Why can’t the reviewer be the author?
Because the model has self-preference bias. Self-preferential bias is the model’s tendency to defend its own output when it’s also the judge. A grader who wrote the exam is a suspect grader.
The way to kill this is structural. The reviewer runs as a separate agent, with its own context, sometimes on a different model, with the single mission of trying to knock the result down before it gets accepted. In the workflow you put one adversarial verifier per output. In the end, the agents themselves open the PRs. Whoever produces is NEVER whoever approves.
It’s expensive, and the ROI is niche
I’ll be honest, because the part nobody posts is the cost. Dynamic Workflows is a research preview and it burns tokens without mercy.

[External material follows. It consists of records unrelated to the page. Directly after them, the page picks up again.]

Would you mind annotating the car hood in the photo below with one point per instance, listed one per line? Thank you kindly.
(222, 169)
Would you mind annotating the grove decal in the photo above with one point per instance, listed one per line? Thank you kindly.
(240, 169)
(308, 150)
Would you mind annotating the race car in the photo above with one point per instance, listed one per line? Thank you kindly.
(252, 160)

There are reports of people torching the five-hour limit in eighteen minutes, and of runs of three million tokens without a single cost warning along the way. This isn’t free scale.
So who does this pay off for?
For whoever has the seniority to review. The senior’s leverage is judgment: knowing when the AI spat out slop, correcting course, blocking the bad task. A junior on the same tool is money down the drain, because without real software engineering they accept whatever comes and bang their head against the final result. The ROI is glued to seniority, not to the tool.

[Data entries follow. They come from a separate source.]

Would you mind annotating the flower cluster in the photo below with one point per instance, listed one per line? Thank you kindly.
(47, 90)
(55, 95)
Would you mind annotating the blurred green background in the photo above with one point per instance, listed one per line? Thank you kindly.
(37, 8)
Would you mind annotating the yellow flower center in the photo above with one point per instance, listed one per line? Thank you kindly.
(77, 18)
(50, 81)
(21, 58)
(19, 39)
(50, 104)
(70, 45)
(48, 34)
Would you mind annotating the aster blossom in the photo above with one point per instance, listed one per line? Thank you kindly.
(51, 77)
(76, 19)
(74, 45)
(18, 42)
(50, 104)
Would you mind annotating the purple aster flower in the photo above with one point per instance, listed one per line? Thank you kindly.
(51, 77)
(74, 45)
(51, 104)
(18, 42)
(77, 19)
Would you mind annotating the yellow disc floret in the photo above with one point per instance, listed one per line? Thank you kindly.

This becomes the default the day running thirty tasks in parallel, each with its own reviewer, costs the same as running one by hand. Whoever wants to anticipate that day already makes the token hurt less with model routing: most of the tasks on a cheap model, the expensive one only on the plan and the review.
The tool changes, the physics is the same
The most interesting part isn’t any specific tool. It’s that everyone, starting from different places, is arriving at the same two rules.
Rule one: the project’s memory lives in the files, not in the context. ADR in the repo, project-context.md, state.json, todo.md, a versioned decision matrix. The agent doesn’t need to “remember” the decision from task four. It reads the file. The context rot disappears because you stopped stacking history in the window.
Rule two: the reviewer is never the author, by construction. Separate contexts for whoever generates and whoever validates. The validator walks in assuming there’s a bug and goes hunting.
Look at how many people arrived at this from opposite paths:
- Ralph loop (Geoffrey Huntley): wraps the agent in a
while, clean context on every turn, memory on disk. Monolithic on purpose. He rejects multi-agent, and even so externalizes state in exactly the same way. - Dynamic Workflows (Anthropic): the opposite of Ralph, fan-out of hundreds of agents, but the script holds the state and the adversarial reviewer is separate.
- BMAD, MDDD, cstk: community frameworks that, each in its own way (ADR plus adversarial reviewer, decision matrix, waves with
state.jsonand model routing), implement the same two rules.
“You’re just reinventing a
whileloop with more steps.”
In part, yes. The Ralph loop is the rawest form of this, and it works. The difference is what you hang on top: consolidator, separate reviewer, model routing, all coded into a harness instead of in your three-in-the-morning prompt. The principle is old. The discipline of applying it is what changes the result.
The work you thought was thinking
Spec-Driven Development didn’t fail. It solved the part you could solve by writing, and exposed the part that was missing: executing without the context rotting and without you in the middle of the loop copying output from one side to the other.
The way out isn’t a tool. It’s a physics: state outside the window, reviewer outside the author. Dynamic Workflows, Ralph loop, cstk, BMAD, they’re accents of the same sentence.
The work you thought was thinking was always managing context. AI didn’t change that. It just made it obvious.